母が妹
5分程度で読めるとても短いお話です。どうぞ気軽に読んでください!
物心ついたときから、私は兄と共に二人暮らしだった。経済的に困難な状況で、生計を立てる唯一の方法は盗みを働くことだった。私たちの住む家は、桁橋の下にある小さなダンボールだ。快適とは言えないが私たちにとっては唯一無二の家だった。私は小さいころの記憶がほとんどない。親の存在に関する唯一の手がかりは、私が大切にしていたペンダントだ。その背面には「ASAHI」と彫られていた。おそらく私の名前なのだろう。
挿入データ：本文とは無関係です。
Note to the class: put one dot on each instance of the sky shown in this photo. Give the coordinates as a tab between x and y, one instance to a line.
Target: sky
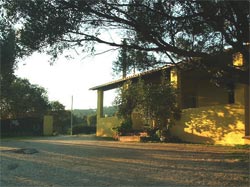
67	78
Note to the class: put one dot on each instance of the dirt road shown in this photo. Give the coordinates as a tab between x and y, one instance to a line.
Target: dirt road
87	161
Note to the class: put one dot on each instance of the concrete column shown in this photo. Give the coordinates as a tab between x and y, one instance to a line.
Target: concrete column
247	113
175	79
99	104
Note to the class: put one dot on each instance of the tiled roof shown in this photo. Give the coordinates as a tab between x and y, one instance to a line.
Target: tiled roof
119	82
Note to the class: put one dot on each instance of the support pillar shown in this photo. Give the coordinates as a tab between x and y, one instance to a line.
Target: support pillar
99	104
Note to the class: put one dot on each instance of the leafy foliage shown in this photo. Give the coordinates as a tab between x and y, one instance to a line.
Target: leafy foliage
152	101
180	30
24	100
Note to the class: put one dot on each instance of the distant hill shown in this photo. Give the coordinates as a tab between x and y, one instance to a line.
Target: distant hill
110	111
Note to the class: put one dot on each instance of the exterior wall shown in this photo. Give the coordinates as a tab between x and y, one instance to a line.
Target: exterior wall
105	125
208	94
222	124
198	91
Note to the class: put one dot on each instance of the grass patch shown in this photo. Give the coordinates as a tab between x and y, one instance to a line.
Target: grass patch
247	147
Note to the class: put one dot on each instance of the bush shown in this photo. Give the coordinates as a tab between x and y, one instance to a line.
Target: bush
80	129
91	120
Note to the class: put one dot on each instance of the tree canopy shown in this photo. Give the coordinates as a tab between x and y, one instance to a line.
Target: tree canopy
180	30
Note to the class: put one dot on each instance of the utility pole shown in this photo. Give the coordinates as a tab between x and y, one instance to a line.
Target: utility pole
71	117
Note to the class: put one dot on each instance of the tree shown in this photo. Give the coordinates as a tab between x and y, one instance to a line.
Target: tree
176	29
24	100
152	101
132	60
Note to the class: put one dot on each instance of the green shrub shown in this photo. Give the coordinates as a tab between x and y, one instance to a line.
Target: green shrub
91	120
80	129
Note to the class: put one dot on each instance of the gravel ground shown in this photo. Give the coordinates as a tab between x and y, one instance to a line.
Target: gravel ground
88	161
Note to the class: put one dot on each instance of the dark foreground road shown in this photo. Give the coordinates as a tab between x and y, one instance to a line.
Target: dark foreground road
87	161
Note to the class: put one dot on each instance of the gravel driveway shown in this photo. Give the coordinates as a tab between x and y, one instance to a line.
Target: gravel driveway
87	161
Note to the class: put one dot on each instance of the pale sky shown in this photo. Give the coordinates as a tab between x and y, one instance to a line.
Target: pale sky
70	77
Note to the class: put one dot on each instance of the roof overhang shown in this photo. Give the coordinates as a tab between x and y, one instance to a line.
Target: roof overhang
118	83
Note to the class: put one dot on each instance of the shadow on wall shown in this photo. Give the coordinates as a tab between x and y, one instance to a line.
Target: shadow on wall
222	124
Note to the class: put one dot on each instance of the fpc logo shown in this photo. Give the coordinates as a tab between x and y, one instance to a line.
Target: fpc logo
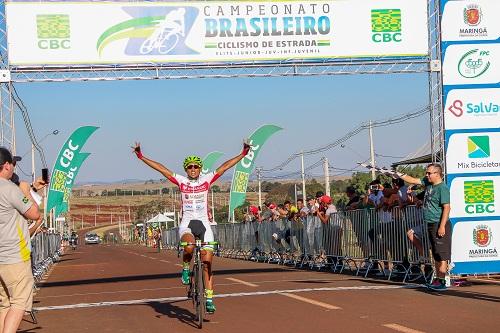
479	196
474	63
478	146
53	31
386	25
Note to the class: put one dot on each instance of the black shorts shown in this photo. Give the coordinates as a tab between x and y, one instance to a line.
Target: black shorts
441	246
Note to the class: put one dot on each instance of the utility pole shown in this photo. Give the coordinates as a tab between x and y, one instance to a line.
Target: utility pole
213	204
327	175
259	178
303	175
372	151
33	177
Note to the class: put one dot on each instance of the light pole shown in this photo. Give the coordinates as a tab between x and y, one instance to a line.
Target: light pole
54	132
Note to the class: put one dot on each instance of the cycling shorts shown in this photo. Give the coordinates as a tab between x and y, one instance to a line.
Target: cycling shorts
200	230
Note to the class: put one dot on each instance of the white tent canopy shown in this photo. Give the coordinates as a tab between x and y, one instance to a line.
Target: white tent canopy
160	218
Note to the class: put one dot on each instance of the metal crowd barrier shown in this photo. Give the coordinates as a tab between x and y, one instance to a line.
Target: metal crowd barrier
45	250
365	241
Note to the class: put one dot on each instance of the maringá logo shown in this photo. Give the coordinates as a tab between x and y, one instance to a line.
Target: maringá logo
472	15
53	31
478	146
164	32
479	196
386	25
482	235
474	63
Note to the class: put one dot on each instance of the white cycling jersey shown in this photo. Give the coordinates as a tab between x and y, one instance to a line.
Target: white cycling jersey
194	195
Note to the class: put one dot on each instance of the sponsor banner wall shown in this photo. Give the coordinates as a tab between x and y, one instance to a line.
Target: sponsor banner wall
471	20
470	45
474	241
476	152
471	64
473	197
58	32
472	108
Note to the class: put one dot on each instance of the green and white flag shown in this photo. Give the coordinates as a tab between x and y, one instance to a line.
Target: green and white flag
64	163
70	180
209	161
245	167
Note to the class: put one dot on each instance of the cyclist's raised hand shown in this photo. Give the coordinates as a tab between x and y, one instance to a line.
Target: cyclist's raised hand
137	150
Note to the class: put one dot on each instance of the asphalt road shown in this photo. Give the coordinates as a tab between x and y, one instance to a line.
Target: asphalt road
130	288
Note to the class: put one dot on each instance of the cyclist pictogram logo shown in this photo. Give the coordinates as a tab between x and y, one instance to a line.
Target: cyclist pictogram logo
163	32
166	36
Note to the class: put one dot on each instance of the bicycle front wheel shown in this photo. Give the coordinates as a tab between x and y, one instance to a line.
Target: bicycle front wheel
200	290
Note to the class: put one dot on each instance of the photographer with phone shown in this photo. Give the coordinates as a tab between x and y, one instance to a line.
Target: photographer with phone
16	278
436	210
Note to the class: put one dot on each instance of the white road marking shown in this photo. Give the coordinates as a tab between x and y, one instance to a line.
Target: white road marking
401	328
313	302
112	292
242	282
486	280
255	293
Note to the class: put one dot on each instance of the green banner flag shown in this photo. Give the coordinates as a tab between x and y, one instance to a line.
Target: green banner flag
64	163
244	168
209	161
75	167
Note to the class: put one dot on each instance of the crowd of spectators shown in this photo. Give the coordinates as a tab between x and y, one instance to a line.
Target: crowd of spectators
324	228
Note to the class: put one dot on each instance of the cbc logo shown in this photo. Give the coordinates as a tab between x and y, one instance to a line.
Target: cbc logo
387	37
54	44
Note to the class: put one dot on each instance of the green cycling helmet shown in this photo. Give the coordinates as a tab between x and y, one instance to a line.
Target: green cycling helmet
193	159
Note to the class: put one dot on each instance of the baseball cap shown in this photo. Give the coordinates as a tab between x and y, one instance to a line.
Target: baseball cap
253	209
326	199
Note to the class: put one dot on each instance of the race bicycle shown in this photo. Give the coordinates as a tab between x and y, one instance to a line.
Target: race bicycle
196	288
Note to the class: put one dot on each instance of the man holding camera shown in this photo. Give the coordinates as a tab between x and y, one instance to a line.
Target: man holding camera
436	210
16	287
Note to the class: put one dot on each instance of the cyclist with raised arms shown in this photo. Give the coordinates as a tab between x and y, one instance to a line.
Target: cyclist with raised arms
195	224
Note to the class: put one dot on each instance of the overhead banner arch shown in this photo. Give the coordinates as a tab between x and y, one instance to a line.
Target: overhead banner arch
51	33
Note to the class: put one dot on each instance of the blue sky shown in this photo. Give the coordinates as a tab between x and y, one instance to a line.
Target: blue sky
174	118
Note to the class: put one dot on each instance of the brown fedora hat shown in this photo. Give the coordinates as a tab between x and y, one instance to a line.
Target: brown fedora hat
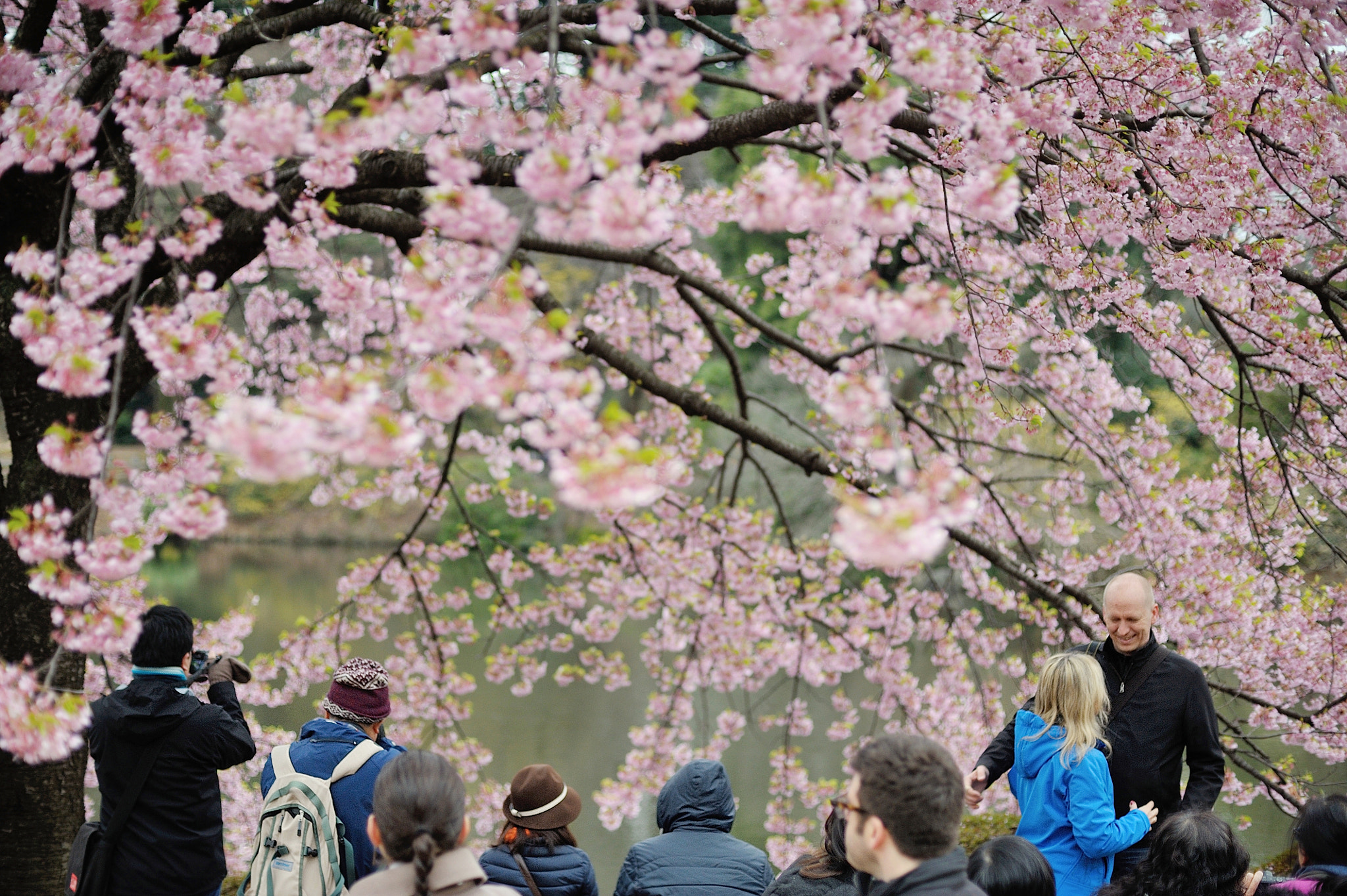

ある日、いつも通りに盗みを働いていたところ店員に見つかってしまった。兄は店員に捕まってしまったのだが、私は全力で逃げ出した。どこまでも逃げた。必死に逃げた。逃げることしか考えていなかった。気がついたら、知らない街に迷い込んでいた。お腹がすいてきて、もう歩く力すら残っていなかった。夜が訪れ、街には灯りが灯り始めた。体温が徐々に下がってきた。私はペンダントをぎゅっと握りしめた。そうすると、ペンダントは割れ、中から小さな紙切れが現れた。それを見て、私は全てを思い出した。
昔、私は研究所で実験を行っていたのだ。その実験は人を若返らせるもので、私は同じ研究所の男性と結婚し、子供を身ごもったた。その子供の名前は「朝日」だった。実験も進み、ついには人体実験の段階まできた。その被験者は私自身だった。息子の名前が刻まれたペンダントを握りしめ、実験に挑んだ。しかし、その実験は失敗に終わり、研究所は爆発した。私は記憶を失い、体は2歳のものと同じになってしまった。それ以降の記憶は全くない。しかし、これだけは確かだ。私が兄だと思っていたものは実は私の息子だったのだ。
少し休息を取り、気力を取り戻した後、私はさまよいながら元の街に戻った。そして、橋の下に戻ると、兄がそこで待っていた。店員は事情を聞いて兄を逃がしたそうだ。私は兄に真実を打ち明けた。兄はそれ素直に受け入れてた。今の生活が一変するわけではないが、二人は新しい世界へと駆け出せるような気がした。